So, I measured my height the other day. I have to say it was a shocking and somewhat depressing revelation to find out I am now just 5’7” tall. Although most of us upon reaching the senior citizen stage of life, understand that we shrink in height as we age and our vertebrae compress, sometimes getting squeezed out altogether. But, in a way it made me feel somewhat diminished.

Why did I take it so hard, you ask? At the age of 14, I was a 5’10” gangly girl. Quite outstanding at that time, I was head and shoulders above, not only the other girls but most of the boys as well. Try finding a dance partner when the dudes would be staring right into your budding bosom. Skinny legs and all, I was mostly in angst over this tall development.

Some of the most frequent questions: “Do you play basketball?”  Well, no. You kind of have to be coordinated to do that. Did I wear high heel shoes ever? Uh, no! Did pantyhose ever fit me?  No again.

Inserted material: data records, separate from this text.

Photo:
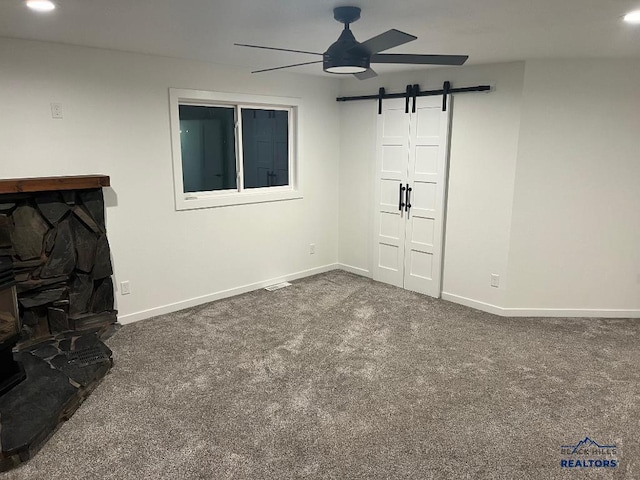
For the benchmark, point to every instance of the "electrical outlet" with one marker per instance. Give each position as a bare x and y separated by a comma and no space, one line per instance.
56,110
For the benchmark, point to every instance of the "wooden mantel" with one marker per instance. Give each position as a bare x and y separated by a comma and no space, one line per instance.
47,184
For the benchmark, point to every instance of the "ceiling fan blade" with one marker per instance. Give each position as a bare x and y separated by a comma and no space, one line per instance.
387,40
274,48
370,73
419,59
285,66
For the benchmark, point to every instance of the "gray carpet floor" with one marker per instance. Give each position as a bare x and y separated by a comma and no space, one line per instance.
340,377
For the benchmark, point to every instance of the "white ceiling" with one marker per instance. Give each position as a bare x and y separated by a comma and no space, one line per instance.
486,30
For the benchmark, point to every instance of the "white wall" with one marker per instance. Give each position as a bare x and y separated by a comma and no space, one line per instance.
543,187
116,122
575,239
484,147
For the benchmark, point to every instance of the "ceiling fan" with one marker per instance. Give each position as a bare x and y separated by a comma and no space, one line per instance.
347,55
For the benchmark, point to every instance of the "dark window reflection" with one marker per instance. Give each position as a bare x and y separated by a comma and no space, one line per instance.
207,141
265,147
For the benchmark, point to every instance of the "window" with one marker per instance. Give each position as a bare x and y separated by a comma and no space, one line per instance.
232,149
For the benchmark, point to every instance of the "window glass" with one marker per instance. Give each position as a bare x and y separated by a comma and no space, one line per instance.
265,147
207,139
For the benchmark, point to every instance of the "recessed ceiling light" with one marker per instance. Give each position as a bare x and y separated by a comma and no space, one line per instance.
632,17
41,5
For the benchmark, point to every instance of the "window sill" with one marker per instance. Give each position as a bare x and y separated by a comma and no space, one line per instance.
213,200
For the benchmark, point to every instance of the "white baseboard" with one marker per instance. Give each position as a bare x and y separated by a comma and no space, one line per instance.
192,302
541,312
355,270
468,302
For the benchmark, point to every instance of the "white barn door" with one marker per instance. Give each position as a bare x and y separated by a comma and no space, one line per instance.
392,154
408,241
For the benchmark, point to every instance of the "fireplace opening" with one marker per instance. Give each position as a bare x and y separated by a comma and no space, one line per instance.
11,372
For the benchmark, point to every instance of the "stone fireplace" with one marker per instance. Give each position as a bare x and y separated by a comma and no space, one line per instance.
56,305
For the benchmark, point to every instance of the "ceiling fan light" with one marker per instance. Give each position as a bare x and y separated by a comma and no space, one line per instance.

At 20years old attending college in San Marcos, TX

I managed to grow into being a tall woman and tallness became less an issue making way for many other issues. In fact, I am sorry to lose that youthful part of me. And, I’m sure those three damn inches went into my hips.


Why Girls Matter

December 11, 2011

Over the past few years, I’ve read some pretty enlightening and emotionally heavy books about the treatment of girls and women in some cultures around the world. It started with Reading Lolita in Tehran by Azar Nafisi, A Thousand Splendid Suns by Khaled Hosseini, The Bookseller of Kabul by Asne Seirstad, and finally, Half the Sky by Nicholas Kristoff and Sheryl WuDunn. I had the pleasure of hearing both Sheryl WuDunn and Isabel Allende speak in person about their advocacy of empowering girls and women to bring about more equitable treatment and socioeconomic advances for their communities.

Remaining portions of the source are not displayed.